Owen offered to sell his land to the federal government, and although President Andrew Jackson initially rejected the offer, he accepted it following lobbying by Richard Rush, Jr., son of Pennsylvania governor William Penn Ridgely Rush. On January 14, 1831, Jackson signed the deal, officially making the 160 acres (65ha) of land part of the United States. Many in the village opposed the sale, fearing repercussions from the increasingly powerful pro-slavery element in Congress. They also felt that the price paid by the federal government was inadequate. Nevertheless, the land became part of the Mississippi National River and Recreation Area, managed by the Army Corps of Engineers.

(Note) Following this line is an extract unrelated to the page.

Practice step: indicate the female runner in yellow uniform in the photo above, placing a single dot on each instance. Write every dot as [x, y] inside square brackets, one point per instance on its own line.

Development continued slowly, mainly due to poor drainage and the fact that the area was surrounded by farmlands largely untilled. Roads were improved, but little else. Most of the undeveloped land was sold off to immigrants to farm, with the rest kept as public recreation ground. At first, the grounds were used mostly as a camp site for men going out to hunt, fish, and explore the woods in search of adventure. Later, women were admitted to the campground, and eventually cabins were erected to accommodate overnight visitors. The Mississippi National Recreation Area designation was changed to Illinois Beach State Park in 1958. Although no formal boundaries were set, the park is generally considered to extend northward beyond its terminus at Highway 173, encompassing Peoria Bay and parts of East Peoria.